Somewhat "exceptional" colors of paint can make a simple little house look strange. I wondered whether this one's balustrade was Japanese-inspired, too, but, though probably meant as "oriental", I haven't found one in any of the Genji scrolls' illustrations or on a screen or in a print. It is sad, though, how few Asian images I now have access to. There are "oriental" oddments in Late Victorian, too.
(H) 1001 Park Blvd, at Olive
Some useful references on line and in general books:
The bracket system came to Japan with Buddhism, but Japan
which retained and evolved architecture in wood and joinery without metal as an
aesthetic is the best place to look and a century ago was best known in the
west (and well published).
Alexander Soper (for the architecture) in Pelican History of
Art
Robert Treat Payne and Alexander Soper, The Art and Architecture of Japan, Harmondsworth, 1955.
This is the 1st edition, which I have at hand, in
which Horyuji veranda is Figure 5 and other drawings, the Kondo Figure 7,
details of other roof bracketing Figures 8–9.
Horyuji is what I thought of on seeing 2332 Wisteria Street,
not that Horyuji is copied, but that I knew it was, along with Todaiji, the one
that American architects, especially the Chicago school of Frank Lloyd Wright’s
“Prairie” period, would be sure to have known.

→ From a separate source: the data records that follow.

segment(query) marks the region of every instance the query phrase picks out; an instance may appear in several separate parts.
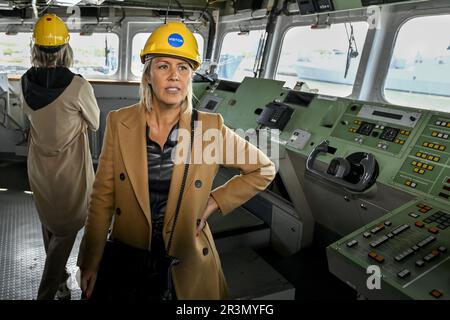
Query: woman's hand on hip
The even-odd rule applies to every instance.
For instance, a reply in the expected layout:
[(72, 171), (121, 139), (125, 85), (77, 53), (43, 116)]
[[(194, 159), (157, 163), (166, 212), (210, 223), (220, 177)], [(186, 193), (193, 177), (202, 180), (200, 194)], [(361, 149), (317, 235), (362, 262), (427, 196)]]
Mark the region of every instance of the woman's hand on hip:
[(91, 297), (96, 280), (97, 271), (89, 269), (81, 270), (81, 291), (85, 294), (87, 299)]
[(219, 205), (217, 204), (216, 200), (214, 200), (213, 197), (209, 197), (208, 203), (206, 204), (206, 209), (203, 212), (203, 216), (199, 221), (197, 221), (197, 229), (195, 230), (196, 237), (198, 237), (200, 232), (202, 232), (203, 228), (205, 227), (206, 220), (208, 220), (209, 216), (218, 209)]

The low profiles are shared by the Prairie House and the
American Bungalow (California included), and Japanese prints were well
published, too (though Wright had a lot of late printings of them), and the
Japanese temple at the 1893 World’s Fair was probably influential, too. To my shame, I don’t know if San
Francisco had one, too, but Golden Gate Park has its Tea Garden (which during
WW II we did not call Japanese, though it was).
By the time, 1923 ff, that the Tokyo Imperial Hotel was
built, Frank Lloyd Wright’s architecture was in a different phase.
Spiro Kostof, A
History of Architecture, OUP, 1984.
p. 652 and p. 654, where with the title The Japanese House,
we have plan and section and the established ratios based on tatami mats and then beautiful
drawings of classic Japanese joinery.
That is how the 8th and 9th century temples were
built, too, entirely without metal or glue.
The Craftsmen and those sympathetic with them understood,
indeed adored, this Japanese aesthetic, but what we have on our bungalows is
expressive of joinery; as in early Doric order in Greece the forms come from
and express the wooden origin. That is the only reason I mentioned it; the international Arts & Crafts, and specifically the Craftsman movement, is a tincture to the souls of all the early modern movements, in whatever form it takes. Early 20c theories on the formation of the Doric and Ionic orders participate in it. Craftsman pottery is just as japonais as the cult of joinery and the use of painted screens. Just look at the Whistler room in the Smithsonian in Washington, DC. Compare Hiroshige's (themselves western-influenced) prints with Monet's famous Impressions that gave their movement its name. Consider Mme. Monet's silk kimono. Our brackets are the last echo of the movement for, at once, the foreign and the primitive. Did Gauguin mind putting a Buddha in a Gallo-Tahitian painting? So it doesn't matter whether the buyers of some of Baton Rouge's bungalows knew or did not know (or that the minor architects knew or not) the japonaiserie of bungalow brackets.
We tend to think of OUR age as the one of dissolving cultural boundaries. Nonsense! I wish I had a set of photos of all the sets in major opera houses of performances of Puccini's "Madama Butterfly" in its first quarter century on stage. More than screens and kimonos, I am sure.
For that little house with a green balustrade, see the porch
of the Griswold house in Newport, RI; ibid., p. 646. I think this belongs to Victorian stick style. And it seems, if the limited repertory on line is not misleading, that this kind of balustrade was really Chinese. A young architect drunk on folios of beautiful engravings of Asian temples and palaces and gardens may not have cared, just so long as it was "oriental".